Many Eastern European countries provide fertile ground for the rapid spread of HIV infection. Social instability and economic insecurity have led to a rise in the number of injection drug users and to more people resorting to sex work to survive.

Drug use has become a common feature of school life in many cities and needle sharing is commonplace. Surveys in some Russian cities show that condom use among sex workers is erratic at best.

While social and cultural norms are being liberalized in many countries, the accompanying public awareness or prevention campaigns have not followed suit. In fact, public health services in many countries have deteriorated or are almost non-existent.

The majority of HIV infections in Eastern Europe occur among young people, and chiefly are due to injection drug use. UNAIDS estimates that up to 1% of the population of the countries in the Commonwealth of Independent States is injecting drugs.

However, HIV risk is still high among men who have sex with men. While laws penalizing homosexual sex have been struck from the books in the Russian Federation, gay men remain highly stigmatized, and there are few examples of HIV prevention programs aimed at them.

The hardest-hit country in the region – and in fact, in all of Europe – is Ukraine. It is estimated that nearly 1% of Ukrainians carry the infection.

Hope on the Horizon?

Despite the gloom, there are a few bright spots on the Eastern European HIV/AIDS map, particularly in Poland, the Czech Republic, Hungary and Slovenia. In these countries, well-designed national programs have met with some success and helped slow the rise of HIV infection.

Another cause for cautious optimism has been the unveiling of several potential new weapons in the fight against the epidemic at the International AIDS Conference in Barcelona.

Much talked about has been the vaccine being developed by the US biotechnology company VaxGen. Donald Francis, VaxGen’s president, said the vaccine had worked on chimpanzees and expressed optimism about trials due to begin later this year. It will be the biggest HIV vaccine trial ever, involving some 16,000 participants in Thailand.

"If all goes well, (the vaccine) could be available by the end of 2004 or early 2005," Francis said.

Experts, however, dampened enthusiasm that an effective vaccine could be less than five years away. Many experts say that VaxGen’s vaccine will not work on its own and that developing protection against the virus is still a long way off.

Another new drug unveiled at the conference, a so-called "fusion inhibitor" called T-20 developed by Roche Holding AG of Switzerland and Trimeris Inc. of the US, could offer hope for those resistant to current therapies.

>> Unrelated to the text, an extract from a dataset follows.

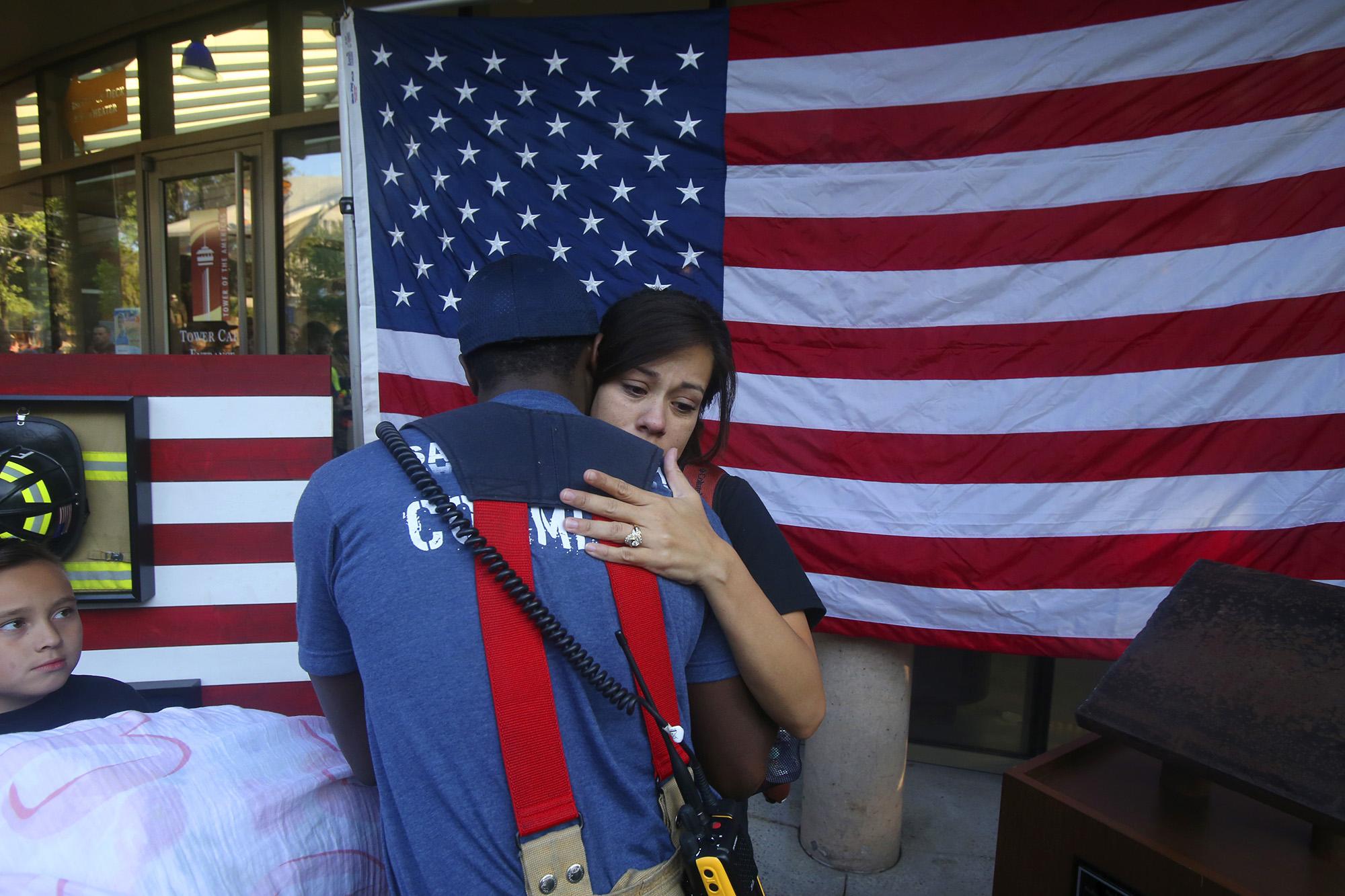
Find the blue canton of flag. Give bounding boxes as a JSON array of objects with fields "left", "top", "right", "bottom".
[{"left": 355, "top": 12, "right": 728, "bottom": 336}]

Tests of the drug on patients running out of treatment options showed the drug slashed the amount of the virus in the blood.

But all these drugs are expensive – a T-20 treatment regiment would cost a patent an estimated $10 000 - $12 000 (10 000 – 12 000 euro) per year – and out of reach of the majority of people with AIDS around the world.

Such therapies are far removed from the reality of the injection drug user on the streets of Kiev or the sex worker in Moscow.

On Tuesday in Barcelona, protestors shouted down the US Health and Human Services Secretary Tommy Thompson, accusing the US of not doing enough to help poor people with the disease. On Monday, AIDS activists protesting the high prices of AIDS drugs stormed Roche’s exhibition, chanting "Greed kills, access for all!"

The new treatment options coming out yearly mean that AIDS no longer has to be the automatic death sentence it once was. But for people in poor countries, who account for 95% of HIV infections and who cannot afford expensive "drug cocktails" and experimental treatments, it largely still is.